List 2 clinical manifestations of antibody deficiency.

Answer 39

1 - Infection by encapsulated pyogenic bacteria. 2 - Respiratory tract infections.

Question 40

List 2 encapsulated pyogenic bacteria.

Answer 40

1 - Streptococcus pneumoniae. 2 - Haemophilus influenzae B.

Question 41

List 5 respiratory tract infections / complications of respiratory tract infections.

Answer 41

1 - Otitis media. 2 - Sinusitis. 3 - Bronchitis. 4 - Pneumonia. 5 - Bronchiectasis.

Question 42

List 2 treatments of antibody deficiency.

Answer 42

1 - Immunoglobulin G replacement therapy. 2 - Prophylactic antibiotics.

Question 43

Given the importance of IgA for mucosal immunity, why are most people with IgA deficiency asymptomatic?

Answer 43

Because there is a compensatory increase in other types of antibody production.

Question 44

With which other antibody deficiency is IgA deficiency associated?
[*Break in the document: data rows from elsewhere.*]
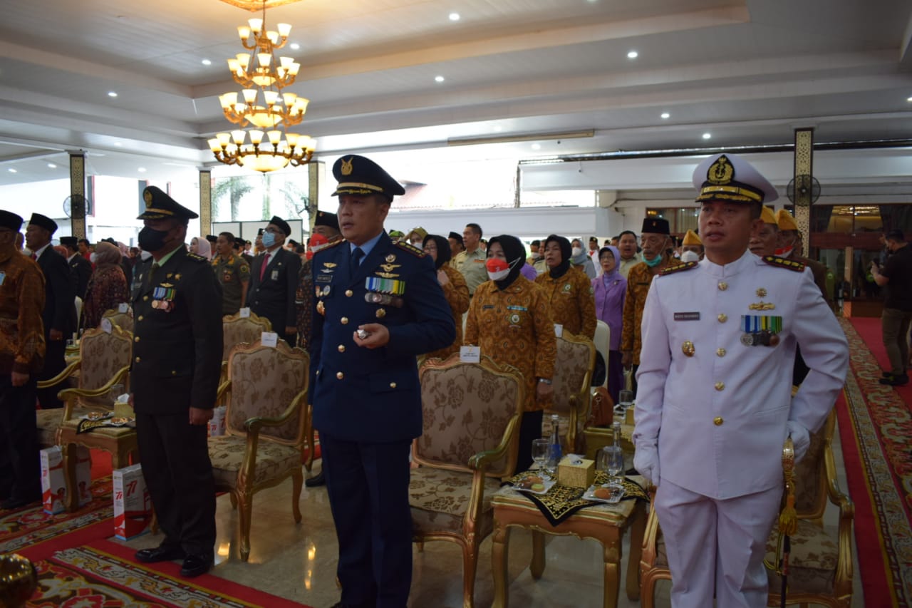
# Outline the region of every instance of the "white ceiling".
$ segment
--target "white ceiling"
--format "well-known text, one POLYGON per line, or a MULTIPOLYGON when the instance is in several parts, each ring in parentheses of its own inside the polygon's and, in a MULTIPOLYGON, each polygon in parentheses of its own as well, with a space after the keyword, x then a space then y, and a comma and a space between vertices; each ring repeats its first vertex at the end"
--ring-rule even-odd
MULTIPOLYGON (((138 179, 212 164, 205 140, 229 126, 217 96, 240 89, 224 59, 256 15, 220 0, 0 0, 0 185, 67 177, 67 150, 138 179)), ((414 181, 421 162, 781 145, 805 126, 816 142, 912 139, 910 19, 908 0, 302 0, 266 14, 300 45, 282 51, 311 100, 295 131, 327 160, 401 151, 412 174, 398 177, 414 181), (473 138, 523 139, 450 145, 473 138)))

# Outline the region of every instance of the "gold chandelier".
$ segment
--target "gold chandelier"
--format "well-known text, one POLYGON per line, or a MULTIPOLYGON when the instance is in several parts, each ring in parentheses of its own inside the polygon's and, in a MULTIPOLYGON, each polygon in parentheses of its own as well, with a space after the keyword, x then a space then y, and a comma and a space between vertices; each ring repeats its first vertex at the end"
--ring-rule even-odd
POLYGON ((285 133, 279 127, 300 124, 309 100, 295 93, 281 92, 295 82, 300 64, 287 57, 276 62, 275 49, 288 41, 291 26, 278 24, 277 31, 266 29, 266 0, 263 1, 263 18, 248 20, 237 28, 241 44, 256 51, 256 60, 250 53, 239 53, 228 59, 234 81, 244 87, 241 91, 219 96, 225 118, 242 129, 216 133, 209 140, 215 159, 224 164, 267 173, 288 164, 299 166, 310 162, 315 141, 297 133, 285 133), (256 129, 244 131, 243 127, 256 129))

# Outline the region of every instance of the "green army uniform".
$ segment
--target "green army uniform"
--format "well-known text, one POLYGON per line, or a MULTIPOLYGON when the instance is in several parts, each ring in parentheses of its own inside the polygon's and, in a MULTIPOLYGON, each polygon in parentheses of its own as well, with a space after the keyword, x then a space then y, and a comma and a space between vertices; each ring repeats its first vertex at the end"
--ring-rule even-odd
POLYGON ((250 280, 250 265, 236 254, 227 259, 216 256, 212 264, 222 285, 222 314, 233 315, 241 309, 241 291, 244 281, 250 280))

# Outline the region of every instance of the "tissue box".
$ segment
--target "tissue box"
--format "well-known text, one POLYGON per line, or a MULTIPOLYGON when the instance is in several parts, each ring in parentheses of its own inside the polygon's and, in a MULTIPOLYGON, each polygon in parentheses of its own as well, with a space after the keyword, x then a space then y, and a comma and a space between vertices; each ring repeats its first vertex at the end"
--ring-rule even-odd
POLYGON ((572 487, 588 487, 596 480, 596 461, 581 458, 578 465, 570 464, 571 456, 565 456, 557 465, 557 483, 572 487))
MULTIPOLYGON (((89 487, 92 485, 92 463, 88 449, 81 446, 71 450, 76 457, 76 490, 78 492, 78 506, 88 504, 92 499, 89 487)), ((43 449, 41 455, 41 500, 46 513, 63 513, 67 506, 67 479, 63 470, 63 453, 58 446, 43 449)))
POLYGON ((111 474, 114 483, 114 536, 123 540, 145 534, 152 520, 152 500, 142 466, 131 465, 111 474))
List 2 complications this might cause.

Answer 44

- IgG2. Complications might include: 1 - Increased susceptibility to infection. 2 - Autoimmunity.

Question 45

List 2 primary causes of T cell deficiency.

Answer 45

1 - Severe combined immunodeficiency (failure to produce lymphocytes). 2 - DiGeorge syndrome (failure of the thymus to develop).

Question 46

List 3 secondary causes of T cell deficiency.

Answer 46

1 - Immunosuppression for preventing graft rejection or treating autoimmune disease. 2 - HIV. 3 - Lymphoid malignancies.

Question 47

List 4 symptoms of T cell deficiency.

Answer 47

1 - Severe bacterial, viral and fungal infections. 2 - Failure to thrive. 3 - Diarrhoea, especially with Cryptosporidium infection (a genus of parasites). 4 - Pneumonia, especially with Pneumocystis carinii (a protozoan).

Question 48

List 5 treatments and management techniques for T cell deficiency.

Answer 48

1 - Haematopoietic stem cell transplant (HSCT). 2 - Immunoglobulin replacement therapy. 3 - Prophylactic antibodies such as septrin. 4 - Irradiation of blood products. 5 - Avoidance of live vaccines such as BCG and MMR.